Wednesday, 14 May 2014

A Checklist for a Cultural Audit

In an earlier post, I talked about how we can change organisational culture. This time I am going to talk about how we can audit culture in order to find out WHAT we need to change. 

So, when we set out to find out how the people within an organisation feel about things, and how they fit into their external environment, we need to run some 'systems-checks'. They include:
  • Doing a fresh SWOT analysis, with a focus on the macro-environmental environment (ie, Demographics, Socio-cultural aspects of the organisation, Legal & Political issues, Technology, Environmental factors, the Economy and Information Technology).
  • Undertaking a Porter's Five Forces (or Market Forces) analysis
  • Undertaking an audience analysis (determining existing and desired markets and stakeholders)
Once we know that information, then we need to develop questions to answer a cultural audit data list that Smith & Shilbury (2004, pp. 149-150) put together; admittedly compiling the following list for sports organisation research, but it remains valid in business. We would ask questions to determine the organisations position on the following issues of a selected 360 degree range of people in the organisation:

Change
  • Preparedness to change
  • History of change
  • Method of change
  • Types of change
  • CEO attitude to change
  • Staff attitude to change
  • Board attitude to change
  • Process of change
  • [...Stakeholder]/member reaction to change
  • Organisation's financial position
  • Organisational budget
  • Human resources
  • Staff age
  • Staff turnover
Competitors
  • Organisational perception of competition
  • Organisational competitors readily identified
Customers
  • Organisational [...stakeholders]/members considered customers?
  • Principal revenue sources
  • [...Stakeholder] base location
  • Organisational focus [and fit with parent or subsidiary organisations]
Decisions
  • Decision-making process
  • Involvement of board members in operations
  • Organisational perception of board involvement
  • Involvement of [any] controlling [...organisations/partners/headquarters/shareholdings]
  • Staff background as competitors
  • Board background as competitors
  • Professional board members
Goals
  • Service focus
  • Goal focus – Financial? Memberships? On-field success? Participation?
Heroes
  • [In-house...] heroes
  • [External...] heroes
  • Heroes' traits
  • Organisational recognition of past heroes
  • Organisational use of heroes for promotion
  • Public perception of heroes as role models
History and tradition
  • Internal formal recognition of history and tradition
  • Maintenance of [...organisational] archives
  • Perception of [...organisational] success
  • Financial impact of success on organisation
  • Age of organisation
  • Organisational attachment to traditions
Risk: Organisational approach to risk
Rituals
  • Organisational celebration of success
  • Office atmosphere after victory/defeat
Symbols
  • Positioning of memorabilia
  • Organisational value attached to memorabilia
  • Staff wearing uniforms
  • Staff dress requirement
  • Staff appearance
Values
  • Employees work in excess of 40 hours per week
  • Employee motivations
  • Organisational gender bias
  • Organisational use of performance reviews
  • Employees provided with specific job descriptions
  • Average current employment length
  • Employee [...industry] background
  • Specific employee performance measures in place
  • Office atmosphere
  • Employee duties
  • Employee supervision
  • Organisational use of volunteers
  • Organisational recognition of volunteers
  • Employees working outside business hours
  • Employee handbook provided
  • [Women...] hold senior management positions
  • Employee association with the organisation
Size
  • Number of staff
  • [Breakdown of staff by age, stage, gender, ethnicity, and trends]
  • Number [and nature] of [...stakeholders]
Large parts of this audit will be answerable from different, existing pieces of work within the organisation (eg "size" information is likely to already exist within the organisation's HRIS).

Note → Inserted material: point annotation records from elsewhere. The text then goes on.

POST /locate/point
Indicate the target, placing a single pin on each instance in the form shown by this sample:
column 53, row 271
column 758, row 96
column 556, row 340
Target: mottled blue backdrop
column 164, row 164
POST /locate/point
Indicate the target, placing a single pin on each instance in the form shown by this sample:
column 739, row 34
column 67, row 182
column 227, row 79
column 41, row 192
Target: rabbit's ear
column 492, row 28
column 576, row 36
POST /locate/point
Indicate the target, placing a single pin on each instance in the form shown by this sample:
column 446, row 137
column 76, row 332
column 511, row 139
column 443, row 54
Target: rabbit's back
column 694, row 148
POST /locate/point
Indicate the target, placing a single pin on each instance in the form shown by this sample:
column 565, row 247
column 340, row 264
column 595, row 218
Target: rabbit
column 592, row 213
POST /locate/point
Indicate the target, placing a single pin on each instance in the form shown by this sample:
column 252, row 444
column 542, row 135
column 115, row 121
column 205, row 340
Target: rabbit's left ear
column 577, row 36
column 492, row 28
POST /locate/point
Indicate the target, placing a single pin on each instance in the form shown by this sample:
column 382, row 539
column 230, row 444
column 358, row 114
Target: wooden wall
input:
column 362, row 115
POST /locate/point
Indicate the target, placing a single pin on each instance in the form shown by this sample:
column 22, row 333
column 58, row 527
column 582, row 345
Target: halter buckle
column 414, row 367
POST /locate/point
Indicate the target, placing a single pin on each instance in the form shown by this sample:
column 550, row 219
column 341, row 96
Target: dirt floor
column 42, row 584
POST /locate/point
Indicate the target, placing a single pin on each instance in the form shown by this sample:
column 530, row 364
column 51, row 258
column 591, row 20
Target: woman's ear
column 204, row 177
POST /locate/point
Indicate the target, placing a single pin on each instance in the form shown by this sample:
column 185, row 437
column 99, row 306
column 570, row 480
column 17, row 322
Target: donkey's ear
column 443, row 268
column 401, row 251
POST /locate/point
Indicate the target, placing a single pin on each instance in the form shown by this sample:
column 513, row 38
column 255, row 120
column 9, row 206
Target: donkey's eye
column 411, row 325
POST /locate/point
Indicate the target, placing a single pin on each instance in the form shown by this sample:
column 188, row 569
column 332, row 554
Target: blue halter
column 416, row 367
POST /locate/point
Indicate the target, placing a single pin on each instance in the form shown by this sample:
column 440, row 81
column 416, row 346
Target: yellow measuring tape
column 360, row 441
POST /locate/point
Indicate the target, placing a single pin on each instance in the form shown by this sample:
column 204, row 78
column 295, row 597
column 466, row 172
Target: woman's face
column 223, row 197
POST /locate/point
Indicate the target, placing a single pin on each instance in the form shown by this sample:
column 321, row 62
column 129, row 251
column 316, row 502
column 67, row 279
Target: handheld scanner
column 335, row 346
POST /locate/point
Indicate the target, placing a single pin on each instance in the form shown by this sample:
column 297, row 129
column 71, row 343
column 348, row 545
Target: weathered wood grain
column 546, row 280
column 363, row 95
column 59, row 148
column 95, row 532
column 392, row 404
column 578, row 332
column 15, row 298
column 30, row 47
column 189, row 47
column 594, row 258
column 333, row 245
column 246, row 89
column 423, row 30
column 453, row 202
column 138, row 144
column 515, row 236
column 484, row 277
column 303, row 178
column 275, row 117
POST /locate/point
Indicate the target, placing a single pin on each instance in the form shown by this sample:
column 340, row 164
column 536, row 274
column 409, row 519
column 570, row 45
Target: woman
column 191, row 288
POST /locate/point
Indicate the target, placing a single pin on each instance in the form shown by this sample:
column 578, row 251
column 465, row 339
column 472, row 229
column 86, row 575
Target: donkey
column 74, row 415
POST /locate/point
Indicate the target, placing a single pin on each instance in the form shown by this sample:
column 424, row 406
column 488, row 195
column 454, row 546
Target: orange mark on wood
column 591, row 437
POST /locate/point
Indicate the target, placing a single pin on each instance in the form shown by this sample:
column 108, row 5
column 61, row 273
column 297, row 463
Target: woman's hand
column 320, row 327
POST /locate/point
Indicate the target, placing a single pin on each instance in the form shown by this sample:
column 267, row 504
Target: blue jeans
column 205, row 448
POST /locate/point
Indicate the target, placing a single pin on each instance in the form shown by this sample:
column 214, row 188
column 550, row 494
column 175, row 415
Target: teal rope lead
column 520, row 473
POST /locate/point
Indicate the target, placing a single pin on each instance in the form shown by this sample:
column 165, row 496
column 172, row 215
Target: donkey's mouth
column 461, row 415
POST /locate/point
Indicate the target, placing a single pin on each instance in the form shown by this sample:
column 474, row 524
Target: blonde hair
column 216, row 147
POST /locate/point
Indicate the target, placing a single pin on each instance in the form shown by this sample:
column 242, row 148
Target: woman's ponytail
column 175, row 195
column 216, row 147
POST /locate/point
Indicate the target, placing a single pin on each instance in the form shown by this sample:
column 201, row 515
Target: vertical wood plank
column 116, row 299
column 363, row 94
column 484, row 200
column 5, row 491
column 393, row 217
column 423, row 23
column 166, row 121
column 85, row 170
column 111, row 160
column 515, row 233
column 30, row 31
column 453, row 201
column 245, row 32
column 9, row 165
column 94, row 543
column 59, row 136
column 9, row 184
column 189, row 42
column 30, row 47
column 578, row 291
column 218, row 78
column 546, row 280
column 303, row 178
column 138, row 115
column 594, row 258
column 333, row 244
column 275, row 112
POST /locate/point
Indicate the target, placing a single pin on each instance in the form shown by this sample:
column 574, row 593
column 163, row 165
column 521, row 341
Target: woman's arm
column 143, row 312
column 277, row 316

As you can see, compiling a cultural audit requires a fair bit of work. However, it has enormous value in determining organisational value, competitive advantage, branding, determining staff rewards, contextualising organisational change and absolute understanding of 'who' the organisation is. \
  • Reference: Smith, Aaron C.T. & Shilbury, David (2004). Mapping Cultural Dimensions in Australian Sporting Organisations. Australia: Sport Management Review, 2004, issue 7 (pp. 149-150). My additions to Smith & Shilbury's work to better fit the business environment are shown in square brackets, with deleted words indicated by an ellipsis ("[...]").